[OE-core] PRSERVER is killing settop boxes

Sat Jul 19 18:38:24 UTC 2014

On 19-7-2014 18:21, Richard Purdie wrote:
> On Sat, 2014-07-19 at 14:10 +0200, Mike Looijmans wrote:
>> For a hobby project (openpli.org) there are about a million boxes
>> running software built with OE.
>>
>> I recently upgraded its core to the current master. What now happens is
>> that if a package like gcc has been changed, it will not only rebuild
>> everything, but it will also give all packages a new PR number. When a
>> box in the field now runs "opkg upgrade", it will get 286 "new" packages
>> and will try to squeeze them into its flash filesystem (even though only
>> about 5 of these packages actually have different content).
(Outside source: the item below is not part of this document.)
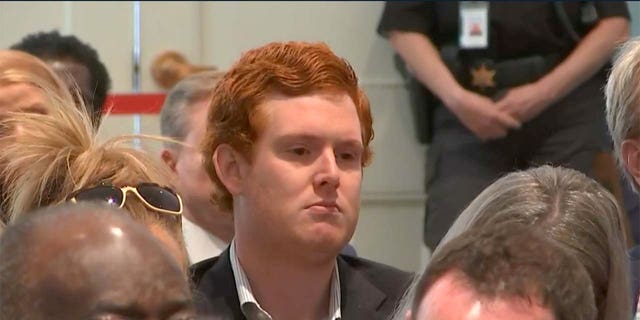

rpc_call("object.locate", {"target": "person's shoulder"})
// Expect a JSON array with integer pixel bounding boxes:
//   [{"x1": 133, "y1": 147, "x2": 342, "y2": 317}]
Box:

This is
>> likely to kill the box, as the packages installed later on will take up
>> more room in the flash system than when they were initially installed
>> from scratch, and many models are using over 90% of the NAND flash space
>> available already.
>>
>> Before the PRSERVER was made mandatory, we never had this problem.
>>
>> Is there a way we can get the old behaviour of having to explicitly set
>> the PR of each package?
>> Or at least, distinguish between "the package itself was modified" and
>> "some library it depended upon was altered and we built a new one just
>> to make sure, but it'll likely work just fine with the previously built
>> one, so don't update the PR of the dependent packages".
>
> The key question is how do you tell that?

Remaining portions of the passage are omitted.